6. Beatty PJ, Nishimura DG, Pauly JM. Rapid gridding reconstruction with a minimal oversampling ratio. IEEE Trans. Med. Imaging. 2005;24(6):799–808.

7. DRIFTER TOOLBOX: An SPM toolbox for removing periodic noise in fMRI data. http://becs.aalto.fi/en/research/bayes/drifter/. Accessed November 4, 2016.

Figures

Figure 1. Logarithmic $$$k$$$-space amplitude maps averaged over time for slices 7 and 19. Columns from left to right: full signal; cleaned signal estimate by DRIFTER; total physiological noise with the contour enclosing those spatial frequencies that have largest amplitudes and constitute 90% of the total energy; cardiac noise estimate; respiratory noise estimate. Magnitudes in different maps are not comparable. Spatial frequency range, in units of 1/mm, is from -0.29 to 0.29 on the horizontal axis and from -0.14 to 0.14 on the vertical one.

Figure 2. Cardiac noise amplitude maps, displayed with the corresponding anatomical images, reconstructed by DRIFTER using spatial frequencies constituting 100%, 90% and 50% of the physiological noise energy in $$$k$$$-space for selected slices. The magnitudes are logarithmic and not in scale between different slices or columns.

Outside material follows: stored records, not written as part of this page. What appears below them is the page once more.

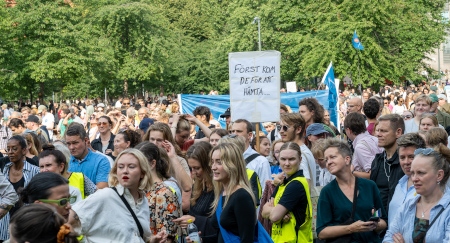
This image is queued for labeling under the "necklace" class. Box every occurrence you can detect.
[383,151,391,182]
[420,200,435,218]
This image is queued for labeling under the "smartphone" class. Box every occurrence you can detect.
[369,208,381,222]
[369,216,380,222]
[167,213,178,219]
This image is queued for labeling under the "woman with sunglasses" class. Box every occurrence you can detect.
[39,144,97,203]
[419,113,439,131]
[20,172,76,222]
[173,142,218,243]
[402,110,414,121]
[108,130,141,159]
[136,141,182,242]
[9,203,79,243]
[383,144,450,243]
[392,96,407,115]
[91,116,115,154]
[0,135,39,241]
[69,149,166,243]
[316,138,387,243]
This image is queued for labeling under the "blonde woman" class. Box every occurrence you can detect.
[210,143,256,243]
[419,113,439,131]
[22,133,39,166]
[69,149,166,243]
[262,142,313,243]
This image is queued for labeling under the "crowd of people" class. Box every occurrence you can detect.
[0,82,450,243]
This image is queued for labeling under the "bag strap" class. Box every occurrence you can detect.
[245,153,260,164]
[111,187,145,241]
[351,177,358,220]
[427,200,450,231]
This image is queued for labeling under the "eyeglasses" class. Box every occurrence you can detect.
[39,196,77,207]
[224,133,238,138]
[414,148,435,156]
[277,125,290,132]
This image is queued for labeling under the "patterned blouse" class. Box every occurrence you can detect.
[0,161,39,241]
[146,182,182,237]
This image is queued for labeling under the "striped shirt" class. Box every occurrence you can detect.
[0,161,39,240]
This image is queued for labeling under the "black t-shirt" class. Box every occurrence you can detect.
[272,170,308,227]
[195,125,216,139]
[9,176,25,217]
[212,188,256,243]
[370,151,405,215]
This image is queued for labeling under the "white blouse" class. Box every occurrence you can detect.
[72,185,151,243]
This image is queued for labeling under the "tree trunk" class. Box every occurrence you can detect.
[123,79,128,97]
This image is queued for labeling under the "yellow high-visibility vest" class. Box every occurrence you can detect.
[272,176,313,243]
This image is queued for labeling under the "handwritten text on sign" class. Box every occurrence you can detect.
[229,51,281,122]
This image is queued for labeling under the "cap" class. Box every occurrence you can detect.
[38,105,47,114]
[306,123,327,136]
[139,118,154,133]
[25,115,39,124]
[220,107,231,118]
[428,94,439,103]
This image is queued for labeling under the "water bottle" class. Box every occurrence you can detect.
[187,219,200,243]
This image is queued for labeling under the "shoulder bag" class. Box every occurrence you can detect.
[216,192,273,243]
[325,177,358,243]
[111,187,145,239]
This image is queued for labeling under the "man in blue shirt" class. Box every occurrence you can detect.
[66,122,111,189]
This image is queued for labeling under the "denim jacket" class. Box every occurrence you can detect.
[383,188,450,243]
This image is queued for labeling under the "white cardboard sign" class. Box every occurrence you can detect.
[228,51,281,122]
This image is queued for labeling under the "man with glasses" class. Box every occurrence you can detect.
[230,119,272,191]
[347,97,363,113]
[344,112,383,179]
[56,109,73,139]
[66,122,111,189]
[277,113,317,186]
[370,114,405,216]
[405,95,432,133]
[429,94,450,128]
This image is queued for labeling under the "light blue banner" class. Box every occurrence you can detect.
[180,90,337,128]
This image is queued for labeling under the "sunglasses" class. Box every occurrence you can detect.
[277,125,290,132]
[39,196,77,207]
[414,148,435,156]
[224,133,238,138]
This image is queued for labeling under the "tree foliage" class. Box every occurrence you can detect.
[0,0,448,99]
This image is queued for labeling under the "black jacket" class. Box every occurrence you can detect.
[91,133,115,153]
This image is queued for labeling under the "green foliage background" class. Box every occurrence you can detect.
[0,0,448,100]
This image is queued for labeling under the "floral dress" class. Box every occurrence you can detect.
[146,182,181,238]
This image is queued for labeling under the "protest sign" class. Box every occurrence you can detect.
[228,51,281,122]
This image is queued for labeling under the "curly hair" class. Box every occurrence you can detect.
[298,97,324,123]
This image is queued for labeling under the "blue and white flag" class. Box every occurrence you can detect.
[352,30,364,51]
[322,62,339,126]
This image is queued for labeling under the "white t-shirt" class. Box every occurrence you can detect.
[72,185,151,243]
[69,185,83,206]
[42,112,55,139]
[244,146,272,191]
[299,144,317,186]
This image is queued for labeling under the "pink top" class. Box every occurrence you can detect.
[352,131,383,172]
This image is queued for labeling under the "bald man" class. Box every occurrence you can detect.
[347,97,363,113]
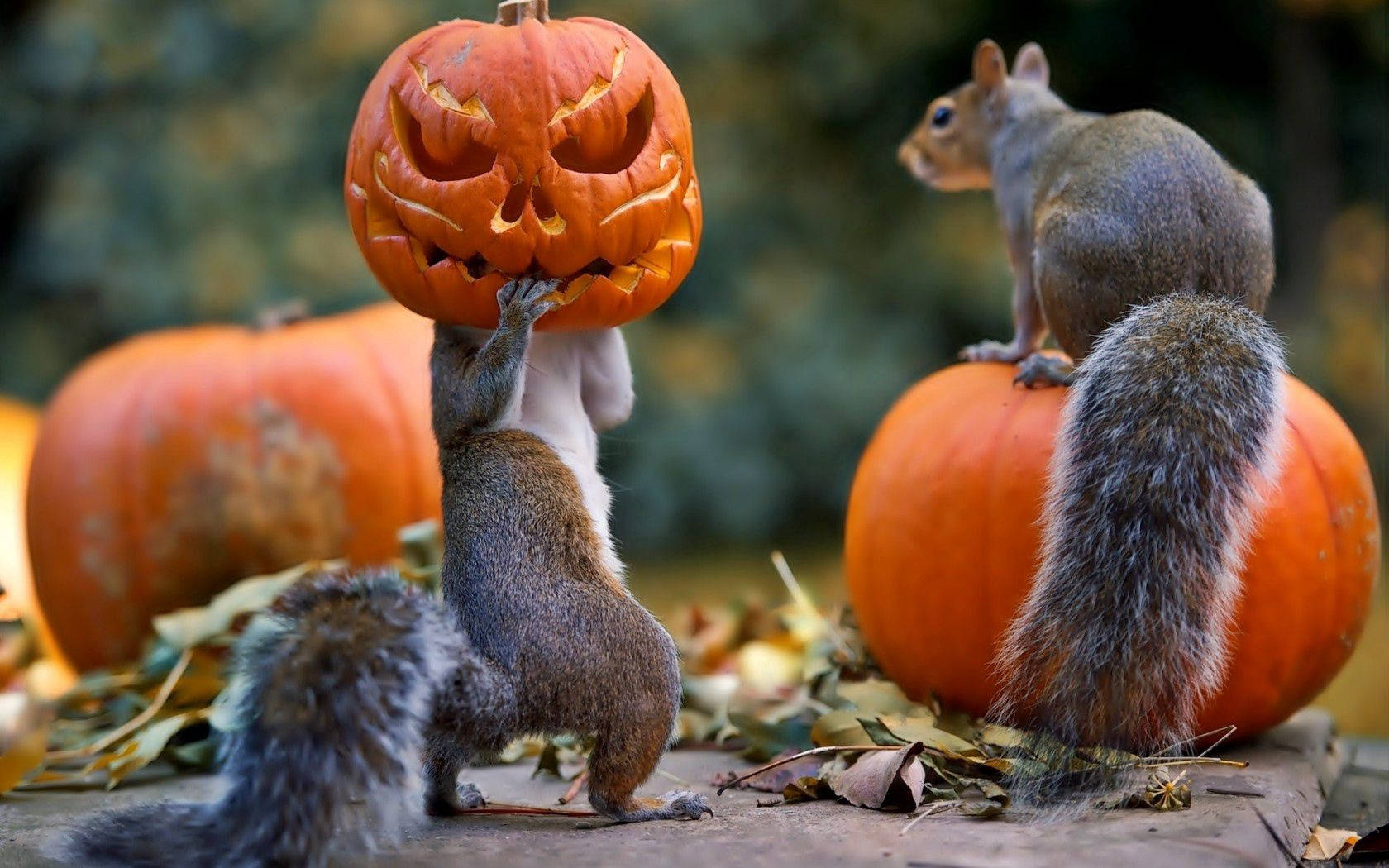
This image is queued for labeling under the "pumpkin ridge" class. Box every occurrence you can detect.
[341,312,421,525]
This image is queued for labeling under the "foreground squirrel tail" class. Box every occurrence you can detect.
[995,294,1283,801]
[60,572,458,868]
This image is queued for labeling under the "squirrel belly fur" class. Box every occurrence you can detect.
[899,41,1283,803]
[55,278,713,868]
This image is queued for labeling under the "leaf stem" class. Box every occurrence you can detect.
[43,649,193,762]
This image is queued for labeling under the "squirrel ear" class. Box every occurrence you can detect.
[974,39,1009,93]
[1013,41,1052,88]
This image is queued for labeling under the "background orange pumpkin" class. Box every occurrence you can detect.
[343,0,701,329]
[28,304,441,668]
[844,364,1381,736]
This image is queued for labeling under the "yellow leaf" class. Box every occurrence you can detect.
[838,678,931,717]
[0,723,49,793]
[106,708,207,790]
[737,639,803,693]
[1303,827,1360,860]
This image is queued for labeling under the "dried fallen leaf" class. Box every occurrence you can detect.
[154,561,346,650]
[809,708,872,747]
[1303,827,1360,860]
[711,751,823,793]
[783,775,835,804]
[833,742,927,811]
[0,711,49,793]
[106,711,207,790]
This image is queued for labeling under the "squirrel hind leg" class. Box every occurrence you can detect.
[589,721,714,823]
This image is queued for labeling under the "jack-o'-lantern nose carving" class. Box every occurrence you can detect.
[492,176,566,235]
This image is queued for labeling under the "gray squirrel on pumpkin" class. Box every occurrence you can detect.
[899,41,1283,805]
[57,278,713,868]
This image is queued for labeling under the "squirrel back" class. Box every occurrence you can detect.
[899,41,1283,803]
[63,278,713,868]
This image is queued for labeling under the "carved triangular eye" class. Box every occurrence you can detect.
[550,84,656,175]
[390,92,497,180]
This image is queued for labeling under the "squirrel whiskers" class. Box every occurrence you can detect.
[59,570,461,868]
[56,278,713,868]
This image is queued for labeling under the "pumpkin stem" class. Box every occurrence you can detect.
[497,0,550,26]
[255,298,308,332]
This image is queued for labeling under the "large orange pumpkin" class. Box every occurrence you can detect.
[28,304,441,668]
[0,397,39,610]
[345,0,701,329]
[844,364,1379,736]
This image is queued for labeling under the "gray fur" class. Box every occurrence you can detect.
[63,278,713,868]
[427,279,709,823]
[993,294,1283,796]
[61,572,462,868]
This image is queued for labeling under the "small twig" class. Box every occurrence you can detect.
[1250,805,1301,866]
[897,799,964,835]
[772,550,853,657]
[1134,757,1248,768]
[656,766,694,789]
[1205,786,1264,799]
[45,649,193,762]
[560,765,589,804]
[715,744,903,796]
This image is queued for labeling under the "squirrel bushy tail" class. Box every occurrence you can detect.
[995,294,1283,801]
[60,570,461,868]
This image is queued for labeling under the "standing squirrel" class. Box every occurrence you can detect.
[899,41,1283,797]
[59,278,713,868]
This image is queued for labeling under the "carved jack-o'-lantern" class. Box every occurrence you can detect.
[345,0,701,329]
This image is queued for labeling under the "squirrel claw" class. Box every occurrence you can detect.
[1013,353,1075,389]
[661,790,714,819]
[497,274,560,323]
[425,784,488,817]
[958,341,1027,362]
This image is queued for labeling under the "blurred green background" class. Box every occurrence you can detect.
[0,0,1389,727]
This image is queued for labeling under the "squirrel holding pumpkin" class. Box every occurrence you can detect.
[60,276,713,868]
[899,41,1283,803]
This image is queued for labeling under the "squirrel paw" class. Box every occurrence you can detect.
[960,341,1028,362]
[1013,353,1075,389]
[497,275,560,325]
[613,790,714,823]
[425,784,488,817]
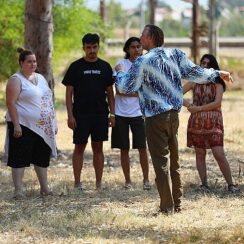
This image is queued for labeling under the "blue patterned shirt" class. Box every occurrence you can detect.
[115,47,219,117]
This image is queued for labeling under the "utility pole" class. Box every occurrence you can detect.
[139,0,145,35]
[100,0,105,23]
[191,0,200,63]
[208,0,219,57]
[182,0,200,63]
[149,0,157,25]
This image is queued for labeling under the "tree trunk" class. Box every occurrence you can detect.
[25,0,54,89]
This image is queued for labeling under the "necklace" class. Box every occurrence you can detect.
[20,71,38,86]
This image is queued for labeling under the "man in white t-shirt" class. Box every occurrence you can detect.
[111,37,151,190]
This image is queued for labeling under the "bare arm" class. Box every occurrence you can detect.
[188,84,224,113]
[66,86,76,130]
[116,89,138,97]
[183,82,194,108]
[106,86,115,127]
[6,78,22,138]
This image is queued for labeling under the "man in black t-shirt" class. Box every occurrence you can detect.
[62,33,115,190]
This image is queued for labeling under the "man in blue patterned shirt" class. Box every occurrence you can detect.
[116,25,232,213]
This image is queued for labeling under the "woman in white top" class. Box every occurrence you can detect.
[111,37,151,190]
[5,48,57,198]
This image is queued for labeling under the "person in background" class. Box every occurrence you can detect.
[5,48,57,198]
[62,33,115,190]
[183,54,240,193]
[111,37,151,190]
[115,25,232,214]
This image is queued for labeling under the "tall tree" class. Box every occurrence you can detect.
[25,0,54,89]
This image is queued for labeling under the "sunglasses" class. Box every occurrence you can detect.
[201,61,210,67]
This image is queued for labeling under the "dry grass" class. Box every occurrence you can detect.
[0,83,244,244]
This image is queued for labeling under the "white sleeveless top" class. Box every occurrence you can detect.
[115,59,142,117]
[5,72,57,157]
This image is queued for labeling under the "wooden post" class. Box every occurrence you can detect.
[25,0,54,89]
[209,0,217,56]
[149,0,157,25]
[192,0,200,63]
[100,0,105,23]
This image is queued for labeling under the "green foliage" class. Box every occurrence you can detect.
[53,0,108,71]
[160,19,190,37]
[220,11,244,36]
[107,0,127,26]
[0,0,24,81]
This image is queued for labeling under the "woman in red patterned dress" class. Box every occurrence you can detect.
[183,54,240,193]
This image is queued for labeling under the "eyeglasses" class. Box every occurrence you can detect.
[201,61,210,67]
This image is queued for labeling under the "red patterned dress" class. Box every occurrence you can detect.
[187,83,224,149]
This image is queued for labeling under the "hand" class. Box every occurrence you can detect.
[187,105,202,114]
[108,117,115,127]
[13,124,22,138]
[114,64,125,72]
[67,116,77,130]
[219,70,233,83]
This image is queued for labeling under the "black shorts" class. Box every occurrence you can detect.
[73,115,108,144]
[8,122,51,168]
[111,115,146,149]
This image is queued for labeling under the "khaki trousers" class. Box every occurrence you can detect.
[145,110,182,211]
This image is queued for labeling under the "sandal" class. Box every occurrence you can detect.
[228,184,241,193]
[124,183,132,190]
[143,180,151,191]
[200,184,211,193]
[13,191,26,200]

Figure 3. Respiratory noise amplitude maps, displayed with the corresponding anatomical images, reconstructed by DRIFTER using spatial frequencies constituting 100%, 90% and 50% of the physiological noise energy in $$$k$$$-space for selected slices. The magnitudes are logarithmic and not in scale between different slices or columns.

Figure 4. Logarithmic scatter plots of image space cardiac and respiratory noise versus cleaned signal amplitudes by DRIFTER for slice 7. The data points represent the cleaned signal amplitude (horizontal axis) and physiological noise amplitude (vertical axis) of individual image space voxels. The scales have been normalized.

Figure 5. Logarithmic scatter plots of $$$k$$$-space cardiac and respiratory noise versus cleaned signal amplitudes by DRIFTER for slice 7. The data points represent the cleaned signal amplitude (horizontal axis) and physiological noise amplitude (vertical axis) of individual spatial frequencies in the $$$k$$$-space. The scales have been normalized.